11. Paragraph (a)(12): "Suspends payments." This term is designed to afford an objective test to determine when a bank is no longer operating as a part of the banking system.
The 2009 amendment, effective January 1, 2010, in Subsection (b), deleted the definition for "banks" and reference to Section 55-4-105 NMSA 1978.
The 2005 amendment, effective January 1, 2006, defines "control" in Subsection (c) to mean "control" as provided in Section 55-7-106 NMSA 1978 and deletes the definition of "good faith" in Subsection (c).
The 1996 amendment, substituted "Section 55-8-102" for "Section 55-8-308" near the middle of Subsection (a)(6). Laws 1996, ch. 47 contains no effective date provision, but, pursuant to N.M. Const., art. IV, § 23, is effective May 15, 1996, 90 days after adjournment of the legislature. See Volume 14 NMSA 1978 for "Adjournment Dates of Sessions of Legislature" table.
The 1992 amendment, effective July 1, 1992, revised the subsection and paragraph designations; made minor stylistic changes and deleted the former definitions of "day" and "properly payable" in Subsection (a); rewrote Subsection (a)(1); deleted "excluding Saturday, Sunday and legal holidays for banks as set forth in Section 58-5-7 NMSA 1978" following "a day" in Subsection (a)(3); rewrote Subsection (a)(6); added Subsections (a)(7) and (a)(8); rewrote Subsection (a)(9); substituted "agreed" for "instructed" in Subsection (a)(11); and rewrote Subsections (b) and (c).
The 1987 amendment, effective June 19, 1987, in Subsection (1), in Paragraph (c) substituted "58-5-7 NMSA 1978" for "48-2-21A NMSA 1953," inserted Paragraph (f) and relettered the subsequent paragraphs accordingly; and, in Subsections (2) and (3), substituted the NMSA 1978 section references for the UCC references.
The 1977 amendment inserted "excluding Saturday, Sunday and legal holidays for banks as set forth in Section 48-2-21A NMSA 1953," in the definition of "banking day" in Subsection (1) and made minor changes in form and punctuation in that subsection.

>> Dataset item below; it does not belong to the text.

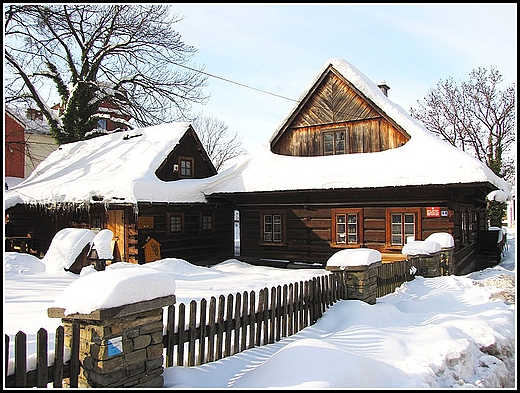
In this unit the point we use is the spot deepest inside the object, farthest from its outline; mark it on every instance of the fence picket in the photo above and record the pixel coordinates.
(42, 371)
(235, 325)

"Customer". — In a suit brought by plaintiff and the estate of her deceased husband against a bank to recover funds paid by the bank to the sole signatory of an account which plaintiff and her husband allegedly had an interest in, there was sufficient evidence for the jury to find that plaintiff's husband was a "customer" of the bank, as defined by Subsection (1)(e) (now (a)(5)) of this section with references to the account in question, where the bank was aware of a possible relation between the name of the account and the ranch owned by plaintiff's husband, and that he had a possible beneficial interest in the account. Lietzman v. Ruidoso State Bank, 1992-NMSC-021, 113 N.M. 480, 827 P.2d 1294.

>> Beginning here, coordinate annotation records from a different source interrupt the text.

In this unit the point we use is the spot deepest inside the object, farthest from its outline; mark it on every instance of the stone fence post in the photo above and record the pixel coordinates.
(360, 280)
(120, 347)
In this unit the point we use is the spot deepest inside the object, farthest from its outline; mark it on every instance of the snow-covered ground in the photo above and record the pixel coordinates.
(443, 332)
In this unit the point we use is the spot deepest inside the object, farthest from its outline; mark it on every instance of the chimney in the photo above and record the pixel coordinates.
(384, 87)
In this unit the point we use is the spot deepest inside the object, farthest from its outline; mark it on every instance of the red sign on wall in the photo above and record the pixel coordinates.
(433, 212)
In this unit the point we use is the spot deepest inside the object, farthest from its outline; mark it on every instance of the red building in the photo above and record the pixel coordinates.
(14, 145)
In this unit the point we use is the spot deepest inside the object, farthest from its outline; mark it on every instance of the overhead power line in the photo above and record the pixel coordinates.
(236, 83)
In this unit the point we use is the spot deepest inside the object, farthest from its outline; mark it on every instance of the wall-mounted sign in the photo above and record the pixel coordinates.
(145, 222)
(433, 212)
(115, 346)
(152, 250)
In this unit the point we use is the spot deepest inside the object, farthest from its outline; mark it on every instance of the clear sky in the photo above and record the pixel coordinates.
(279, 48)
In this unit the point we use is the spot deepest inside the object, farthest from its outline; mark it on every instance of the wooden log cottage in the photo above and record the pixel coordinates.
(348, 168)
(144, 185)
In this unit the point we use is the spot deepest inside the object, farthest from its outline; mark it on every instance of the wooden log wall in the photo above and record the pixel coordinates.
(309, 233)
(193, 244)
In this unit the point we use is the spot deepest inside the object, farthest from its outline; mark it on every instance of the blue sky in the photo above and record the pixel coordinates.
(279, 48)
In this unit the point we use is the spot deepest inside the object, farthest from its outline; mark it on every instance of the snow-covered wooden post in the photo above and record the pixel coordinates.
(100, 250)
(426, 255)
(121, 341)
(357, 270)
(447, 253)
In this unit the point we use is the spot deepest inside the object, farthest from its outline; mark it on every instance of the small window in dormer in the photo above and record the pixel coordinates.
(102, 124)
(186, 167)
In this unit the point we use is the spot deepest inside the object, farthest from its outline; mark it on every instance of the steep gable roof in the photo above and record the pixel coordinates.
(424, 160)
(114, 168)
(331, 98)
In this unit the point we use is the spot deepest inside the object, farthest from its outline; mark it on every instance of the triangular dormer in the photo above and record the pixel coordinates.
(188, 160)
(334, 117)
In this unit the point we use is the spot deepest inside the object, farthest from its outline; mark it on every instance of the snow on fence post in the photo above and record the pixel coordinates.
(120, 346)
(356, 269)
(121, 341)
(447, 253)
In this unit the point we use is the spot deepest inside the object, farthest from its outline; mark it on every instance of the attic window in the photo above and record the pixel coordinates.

Partnership deemed "customer". — Pursuant to Section 55-1-201 NMSA 1978, Subsections 28 and 30 (now 25 and 27), a partnership may be a customer to whom the bank is required to respond in damages for any wrongful dishonor. Loucks v. Albuquerque Nat'l Bank, 1966-NMSC-176, 76 N.M. 735, 418 P.2d 191.
Documentary drafts. — A draft written on an envelope is a documentary draft when it purports to contain title certificates to motor vehicles that were to be delivered when the draft was honored. Therefore, because the instruments received by the bank purported to contain documents necessary to the sale of an automobile, they were documentary drafts as defined by this section. Shannon v. Sunwest Bank, 1994-NMSC-124, 118 N.M. 749, 887 P.2d 285.
Law reviews. — For article, "New Mexico's Uniform Commercial Code: Who Is the Beneficiary of the Stop Payment Provisions of Article 4?" see 4 Nat. Resources J. 69 (1964).
Am. Jur. 2d, A.L.R. and C.J.S. references. — 10 Am. Jur. 2d Banks §§ 694, 700, 704, 706, 710, 713, 720, 724, 748, 756, 838; 11 Am. Jur. 2d Bills and Notes §§ 889, 893, 895.
Banks: What is "documentary draft" under UCC § 4-104(1)(f), 65 A.L.R.4th 1095.
9 C.J.S. Banks and Banking § 2; 82 C.J.S. Statutes § 315.